Die Sonne ist für die Erde eine riesige Energiequelle. Was geschieht mit ihrer Energie auf dem Weg in die Stadt? Welche Rolle spielt die Verschmutzung der Atmosphäre hierbei?
Die Sonnenstrahlung ist die Hauptenergiequelle in unserem Klimasystem. Die Menge an Energie, die von der Sonne ausgehend lotrecht auf die Außenhülle der Atmosphäre fällt (bei mittlerem Abstand Sonne - Erde), bezeichnen wir als Sonnenkonstante. Der Begriff Konstante trifft allerdings nicht ganz die Realität, da der Wert sich leicht verändern kann. Geringfügige Schwankungen in der Sonnenkonstante über den Jahreszyklus hinweg ergeben sich aus der Veränderung der Distanz zur Sonne auf der Umlaufbahn der Erde. Weiterhin verändert sich die Strahlungsleistung der Sonne. Die Sonnenkonstante nimmt Werte zwischen 1365 und 1372 W/m2 an. Nur ein Teil dieser Leistung erreicht auch die Erdoberfläche, da sie beim Durchgang durch die Atmosphäre durch Streuung, Reflexion oder Absorption geschwächt wird.
In der Stadtatmosphäre findet man relativ viele partikelförmige Verschmutzungen. Diese ändern ebenso wie die künstliche Oberfläche der Bebauung die Strahlungsbilanz der Stadt verglichen mit dem nichtstädtischen Umfeld. Die Strahlungsbilanz (netto Strahlung) einer bestimmten städtischen Oberfläche können wir durch die folgende Formel ausdrücken:
Q =(1-A) (I · sin h + i) + (Ez - Ea)
hierbei ist:
Q - volle Netto-Strahlung aller Wellenlängen (Strahlungsbilanz)

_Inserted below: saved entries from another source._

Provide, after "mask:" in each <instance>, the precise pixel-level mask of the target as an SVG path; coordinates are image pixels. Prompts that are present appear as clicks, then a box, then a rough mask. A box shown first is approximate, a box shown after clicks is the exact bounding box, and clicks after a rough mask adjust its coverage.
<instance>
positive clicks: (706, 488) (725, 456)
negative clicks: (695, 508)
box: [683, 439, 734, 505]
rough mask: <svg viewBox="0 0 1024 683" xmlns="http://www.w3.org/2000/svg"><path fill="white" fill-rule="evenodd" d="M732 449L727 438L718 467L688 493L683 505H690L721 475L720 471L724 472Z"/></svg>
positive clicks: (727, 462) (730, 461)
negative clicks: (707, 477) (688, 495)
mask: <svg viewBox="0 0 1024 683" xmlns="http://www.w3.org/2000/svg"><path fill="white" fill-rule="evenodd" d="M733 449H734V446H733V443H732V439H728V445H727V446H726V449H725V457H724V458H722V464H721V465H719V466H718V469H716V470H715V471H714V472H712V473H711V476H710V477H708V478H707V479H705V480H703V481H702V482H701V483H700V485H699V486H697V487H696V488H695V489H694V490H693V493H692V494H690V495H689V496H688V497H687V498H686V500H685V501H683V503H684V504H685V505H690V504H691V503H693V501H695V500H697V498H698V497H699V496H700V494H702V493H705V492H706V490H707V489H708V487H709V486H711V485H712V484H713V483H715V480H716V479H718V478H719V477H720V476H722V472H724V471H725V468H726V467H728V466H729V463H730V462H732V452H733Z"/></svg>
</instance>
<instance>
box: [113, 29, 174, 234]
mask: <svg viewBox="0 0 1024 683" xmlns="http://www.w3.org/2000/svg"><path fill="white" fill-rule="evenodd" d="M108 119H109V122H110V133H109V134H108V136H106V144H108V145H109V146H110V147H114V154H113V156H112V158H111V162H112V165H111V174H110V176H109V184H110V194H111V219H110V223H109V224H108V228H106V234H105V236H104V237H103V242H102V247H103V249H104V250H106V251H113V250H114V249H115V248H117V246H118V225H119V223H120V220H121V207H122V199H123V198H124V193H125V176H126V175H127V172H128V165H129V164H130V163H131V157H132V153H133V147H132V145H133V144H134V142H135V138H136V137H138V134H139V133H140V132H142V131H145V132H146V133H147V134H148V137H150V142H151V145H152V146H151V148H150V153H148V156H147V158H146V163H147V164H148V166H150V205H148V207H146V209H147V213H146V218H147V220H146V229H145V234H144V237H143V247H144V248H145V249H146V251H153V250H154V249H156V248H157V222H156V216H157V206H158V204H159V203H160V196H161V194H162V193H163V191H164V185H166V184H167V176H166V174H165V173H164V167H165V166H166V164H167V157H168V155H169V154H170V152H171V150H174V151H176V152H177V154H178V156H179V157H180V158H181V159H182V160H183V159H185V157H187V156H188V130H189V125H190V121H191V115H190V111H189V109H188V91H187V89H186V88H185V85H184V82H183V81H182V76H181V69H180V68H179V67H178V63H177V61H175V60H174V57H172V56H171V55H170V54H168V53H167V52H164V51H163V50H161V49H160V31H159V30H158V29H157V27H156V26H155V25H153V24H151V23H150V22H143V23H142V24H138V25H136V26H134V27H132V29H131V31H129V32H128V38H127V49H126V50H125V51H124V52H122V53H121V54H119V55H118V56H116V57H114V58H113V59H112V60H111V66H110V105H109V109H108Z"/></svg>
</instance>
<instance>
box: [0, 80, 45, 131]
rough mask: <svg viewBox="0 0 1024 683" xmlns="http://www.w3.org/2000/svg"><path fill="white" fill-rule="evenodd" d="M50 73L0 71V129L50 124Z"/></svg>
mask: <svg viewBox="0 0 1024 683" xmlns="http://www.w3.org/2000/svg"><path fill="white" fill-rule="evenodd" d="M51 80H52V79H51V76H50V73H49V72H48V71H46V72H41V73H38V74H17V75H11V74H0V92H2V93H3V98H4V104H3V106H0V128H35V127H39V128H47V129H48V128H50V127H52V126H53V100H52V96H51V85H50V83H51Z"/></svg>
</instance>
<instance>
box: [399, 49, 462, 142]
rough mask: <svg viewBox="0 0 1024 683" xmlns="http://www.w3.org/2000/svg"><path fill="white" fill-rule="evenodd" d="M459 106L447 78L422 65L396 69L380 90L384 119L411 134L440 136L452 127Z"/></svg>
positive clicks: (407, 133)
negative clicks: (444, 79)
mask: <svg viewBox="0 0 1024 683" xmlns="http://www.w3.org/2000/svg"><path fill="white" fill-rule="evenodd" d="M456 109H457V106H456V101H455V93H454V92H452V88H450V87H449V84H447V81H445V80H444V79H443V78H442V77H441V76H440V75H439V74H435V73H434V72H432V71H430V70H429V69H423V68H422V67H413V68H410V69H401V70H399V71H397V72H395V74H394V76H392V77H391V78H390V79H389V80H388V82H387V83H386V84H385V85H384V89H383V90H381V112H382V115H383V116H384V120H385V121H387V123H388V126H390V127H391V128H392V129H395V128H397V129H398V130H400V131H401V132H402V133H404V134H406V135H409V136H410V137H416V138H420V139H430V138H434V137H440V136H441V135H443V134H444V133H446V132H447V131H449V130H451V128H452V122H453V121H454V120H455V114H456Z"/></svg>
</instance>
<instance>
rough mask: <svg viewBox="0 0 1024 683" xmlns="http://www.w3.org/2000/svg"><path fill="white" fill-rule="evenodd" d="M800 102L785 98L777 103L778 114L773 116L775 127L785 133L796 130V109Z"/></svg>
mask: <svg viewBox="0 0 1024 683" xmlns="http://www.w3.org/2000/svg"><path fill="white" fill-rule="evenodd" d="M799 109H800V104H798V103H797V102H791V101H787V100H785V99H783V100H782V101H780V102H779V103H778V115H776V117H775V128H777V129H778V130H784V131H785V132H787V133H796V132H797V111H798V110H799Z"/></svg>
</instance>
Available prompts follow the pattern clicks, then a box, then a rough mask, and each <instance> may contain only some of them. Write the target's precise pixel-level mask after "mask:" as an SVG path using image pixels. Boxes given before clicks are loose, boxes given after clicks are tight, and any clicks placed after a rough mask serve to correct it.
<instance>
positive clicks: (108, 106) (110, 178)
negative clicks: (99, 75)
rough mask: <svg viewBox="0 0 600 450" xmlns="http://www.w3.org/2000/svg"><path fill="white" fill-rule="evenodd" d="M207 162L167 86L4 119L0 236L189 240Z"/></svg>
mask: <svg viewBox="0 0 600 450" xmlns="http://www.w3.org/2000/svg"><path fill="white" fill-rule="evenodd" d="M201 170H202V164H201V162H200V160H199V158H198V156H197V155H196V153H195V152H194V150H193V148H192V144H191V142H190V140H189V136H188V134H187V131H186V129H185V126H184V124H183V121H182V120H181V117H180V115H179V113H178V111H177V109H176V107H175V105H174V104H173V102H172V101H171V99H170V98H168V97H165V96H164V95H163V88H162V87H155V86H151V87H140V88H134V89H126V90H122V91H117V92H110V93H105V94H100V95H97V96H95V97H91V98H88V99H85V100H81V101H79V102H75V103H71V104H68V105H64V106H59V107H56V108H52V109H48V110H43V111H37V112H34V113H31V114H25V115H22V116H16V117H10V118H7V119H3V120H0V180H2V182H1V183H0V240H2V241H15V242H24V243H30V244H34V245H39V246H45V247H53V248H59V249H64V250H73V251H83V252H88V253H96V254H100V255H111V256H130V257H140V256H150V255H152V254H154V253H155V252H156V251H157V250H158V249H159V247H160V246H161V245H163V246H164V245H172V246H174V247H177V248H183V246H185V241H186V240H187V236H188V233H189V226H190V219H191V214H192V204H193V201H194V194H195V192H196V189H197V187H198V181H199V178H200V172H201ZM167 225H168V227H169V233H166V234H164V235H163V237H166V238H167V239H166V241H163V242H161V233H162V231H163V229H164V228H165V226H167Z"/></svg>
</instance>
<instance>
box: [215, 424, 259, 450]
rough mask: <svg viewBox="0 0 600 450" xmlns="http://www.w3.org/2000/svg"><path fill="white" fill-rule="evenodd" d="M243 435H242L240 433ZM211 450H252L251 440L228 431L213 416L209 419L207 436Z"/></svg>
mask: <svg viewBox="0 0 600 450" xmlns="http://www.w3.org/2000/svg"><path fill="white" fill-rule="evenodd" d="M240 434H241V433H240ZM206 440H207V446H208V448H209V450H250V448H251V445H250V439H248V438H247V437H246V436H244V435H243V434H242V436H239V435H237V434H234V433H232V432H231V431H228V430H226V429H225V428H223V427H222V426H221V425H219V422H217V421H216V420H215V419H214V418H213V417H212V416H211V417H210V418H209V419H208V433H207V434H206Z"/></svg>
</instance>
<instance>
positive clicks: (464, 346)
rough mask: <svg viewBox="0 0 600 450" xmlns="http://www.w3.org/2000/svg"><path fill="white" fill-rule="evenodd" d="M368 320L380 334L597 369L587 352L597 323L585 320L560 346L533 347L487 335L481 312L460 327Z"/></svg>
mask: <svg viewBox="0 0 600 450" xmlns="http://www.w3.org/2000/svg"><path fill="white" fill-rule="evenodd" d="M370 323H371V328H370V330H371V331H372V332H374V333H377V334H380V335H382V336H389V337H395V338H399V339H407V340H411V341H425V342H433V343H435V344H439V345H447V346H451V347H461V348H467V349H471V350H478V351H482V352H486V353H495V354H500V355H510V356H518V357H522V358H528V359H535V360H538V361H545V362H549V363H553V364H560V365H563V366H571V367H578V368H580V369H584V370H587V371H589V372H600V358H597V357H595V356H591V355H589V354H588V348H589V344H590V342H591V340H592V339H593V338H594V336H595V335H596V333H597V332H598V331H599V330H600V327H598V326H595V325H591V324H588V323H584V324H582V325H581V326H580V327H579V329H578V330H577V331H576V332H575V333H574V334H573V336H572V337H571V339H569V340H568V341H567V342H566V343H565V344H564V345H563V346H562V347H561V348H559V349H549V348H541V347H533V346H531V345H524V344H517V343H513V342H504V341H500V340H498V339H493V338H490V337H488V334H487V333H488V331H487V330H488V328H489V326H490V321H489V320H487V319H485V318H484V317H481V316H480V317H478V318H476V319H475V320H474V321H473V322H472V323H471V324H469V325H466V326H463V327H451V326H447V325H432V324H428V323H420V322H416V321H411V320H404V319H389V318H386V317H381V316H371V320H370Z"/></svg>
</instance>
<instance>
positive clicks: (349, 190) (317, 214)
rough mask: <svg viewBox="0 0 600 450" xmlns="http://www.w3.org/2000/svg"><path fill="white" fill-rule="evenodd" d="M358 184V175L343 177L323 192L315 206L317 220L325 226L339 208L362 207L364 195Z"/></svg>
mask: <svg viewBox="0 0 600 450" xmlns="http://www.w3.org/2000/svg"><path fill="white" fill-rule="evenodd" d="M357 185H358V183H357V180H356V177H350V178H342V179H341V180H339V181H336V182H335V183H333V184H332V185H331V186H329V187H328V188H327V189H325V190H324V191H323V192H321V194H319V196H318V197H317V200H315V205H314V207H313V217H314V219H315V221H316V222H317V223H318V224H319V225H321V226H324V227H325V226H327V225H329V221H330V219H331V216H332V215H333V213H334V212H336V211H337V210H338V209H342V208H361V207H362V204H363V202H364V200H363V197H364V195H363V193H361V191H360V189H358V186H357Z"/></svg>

A - Albedo (ausgedrückt in Anteilen von 1, also z.B. 0.7, nicht aber 70%); (1-A) - von der Oberfläche absorbierte kurzwellige Strahlung
(I · sin h) - Intensität der direkten solaren Strahlung, die die horizontale Oberfläche erreicht; h - Sonnenstand = Winkel zwischen einfallenden Sonnenstrahlen und Erdoberfläche, maximal 90°; i - Intensität der diffusen solaren Strahlung
Ez - langwellige Strahlung der Erde (Wärme, die von der Erdoberfläche an die Atmosphäre abgegeben wird); die Atmosphäre absorbiert etwa 96% dieser ausgesandten Wärmestrahlung wieder, nur ein kleiner Teil geht direkt zurück in den Weltraum. Wie hoch dieser Anteil genau ist, hängt vom Gehalt an Wasserdampf und anderen Treibhausgasen in der Atmosphäre ab.
Ea - langwellige Strahlung der Atmosphäre, auch Rückstrahlung genannt (von der Atmosphäre in Richtung der Erdoberfläche zurück-emittierte Strahlung); (Ez-Ea) - sogenannte effektive Strahlung; von der Erde abgegebene Wärme
Der Wert der Strahlungsbilanz Q kann positiv sein (mehr Energie erreicht die Oberfläche, als von ihr abgegeben wird) oder negativ (mehr Energie wird abgegeben, als die Erdoberfläche erhält).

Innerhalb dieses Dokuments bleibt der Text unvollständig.